/v2/analysis/*

Validates and executes a new analysis request.

You can use this endpoint in the asynchronous or synchronous (blocking) mode. The synchronous mode is much easier: the request blocks until the result (or an error) is returned. In the asynchronous mode, Lingo4G returns a new analysis resource URI. This URI is a prefix of all resource-specific API endpoints for polling analysis status and progress, and eventually retrieving of the result.

This chapter is split into the following subsections for clarity:

Request and Response JSONs

The REST API is essentially about submitting a valid analysis request JSON to a remote service that computes its result and returns the analysis response JSON.

Regardless of the mode of execution (synchronous or asynchronous), an analysis request always includes the specification of stages to be processed. Here is an example request returning the title field of the first three documents matching the query photon:

{
  "stages": {
    "documents": {
      "type": "documentContent",
      "documents": {
        "type": "documents:byQuery",
        "query": {
          "type": "query:string",
          "query": "photon"
        },
        "limit": 3
      },

      "fields":{
        "type": "contentFields:simple",
        "fields": {
          "title": {}
        }
      }
    }
  }
}

Shown below for quick skimming through, is the full analysis API response for this request:

{
  "result" : {
    "documents" : {
      "documents" : [
        {
          "id" : 482237,
          "fields" : {
            "title" : {
              "values" : [
                "Jets in ⁌q⁍Photon⁌\\q⁍-⁌q⁍Photon⁌\\q⁍ Collisions"
              ]
            }
          }
        },
        {
          "id" : 298152,
          "fields" : {
            "title" : {
              "values" : [
                "Studying 750 GeV Di-⁌q⁍photon⁌\\q⁍ Resonance at ⁌q⁍Photon⁌\\q⁍-⁌q⁍Photon⁌\\q⁍ Collider"
              ]
            }
          }
        },
        {
          "id" : 275187,
          "fields" : {
            "title" : {
              "values" : [
                "Two-⁌q⁍photon⁌\\q⁍ interference of temporally separated ⁌q⁍photons⁌\\q⁍"
              ]
            }
          }
        }
      ]
    }
  },
  "status" : {
    "status" : "AVAILABLE",
    "elapsedMs" : 1,
    "tasks" : [
      {
        "name" : "documents → documents:byQuery",
        "status" : "DONE",
        "progress" : 1.0,
        "startedAt" : 1705010276498,
        "elapsedMs" : 0,
        "tasks" : [
          {
            "name" : "Selecting documents (byQuery)",
            "status" : "SKIPPED",
            "tasks" : [ ],
            "attributes" : [
              {
                "name" : "Skipped",
                "value" : "cached"
              }
            ]
          }
        ],
        "attributes" : [
          {
            "name" : "Skipped",
            "value" : "cached"
          }
        ]
      },
      {
        "name" : "documents",
        "status" : "DONE",
        "progress" : 1.0,
        "startedAt" : 1705010276497,
        "elapsedMs" : 0,
        "tasks" : [ ],
        "attributes" : [ ]
      }
    ]
  },
  "log" : [ ]
}

An analysis request JSON can get quite complex: include multiple stages, nested structures or cross-reference links. In the (relatively simple) example above, we use the top-level document​Content stage, which has a nested documents:​by​Query component.

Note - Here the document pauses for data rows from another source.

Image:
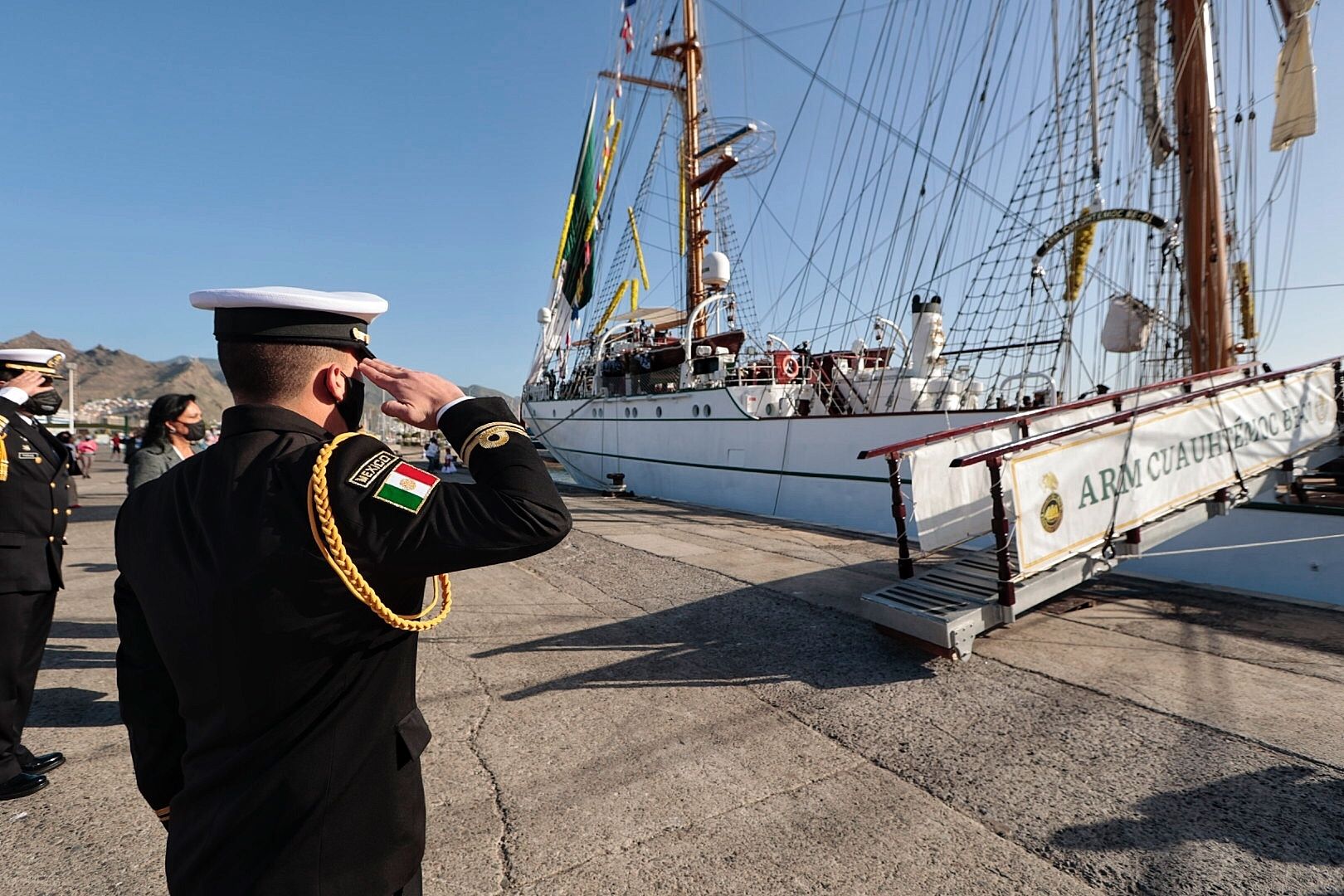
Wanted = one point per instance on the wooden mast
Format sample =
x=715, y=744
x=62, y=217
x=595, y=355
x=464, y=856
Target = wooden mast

The detailed description of how analysis requests and responses are structured goes beyond the scope of this REST API reference. See the Analysis JSON overview and the following chapters for a tutorial on how to build Lingo4G analysis requests. See the Analysis response chapter for a detailed description of the analysis response JSON. We highly recommend going through those parts of the documentation first, then playing with various requests in the JSON Sandbox app before proceeding to writing HTTP REST API clients. A solid understanding of the request/ response JSON structure will make reading through the documentation of the REST API much easier.

Synchronous mode

This section describes the analysis endpoint in blocking (synchronous) mode.

Access Methods

P​O​S​T

URL Parameters

The following URL parameters are available.

async

Must be set to false to force blocking mode. Note the default is true, which implies asynchronous mode.

download

If true, the server will add Content-​Disposition HTTP header with the suggested file name to save the result of the analysis to.

Default value: false

Request Body

The request body must contain exactly one JSON object with a complete analysis request to be executed.

The request should specify an appropriate Content-​Type header equal to application/json.

Response

The HTTP Found (200) status code is returned upon successful validation and execution of the analysis request. The response will contain the analysis result JSON.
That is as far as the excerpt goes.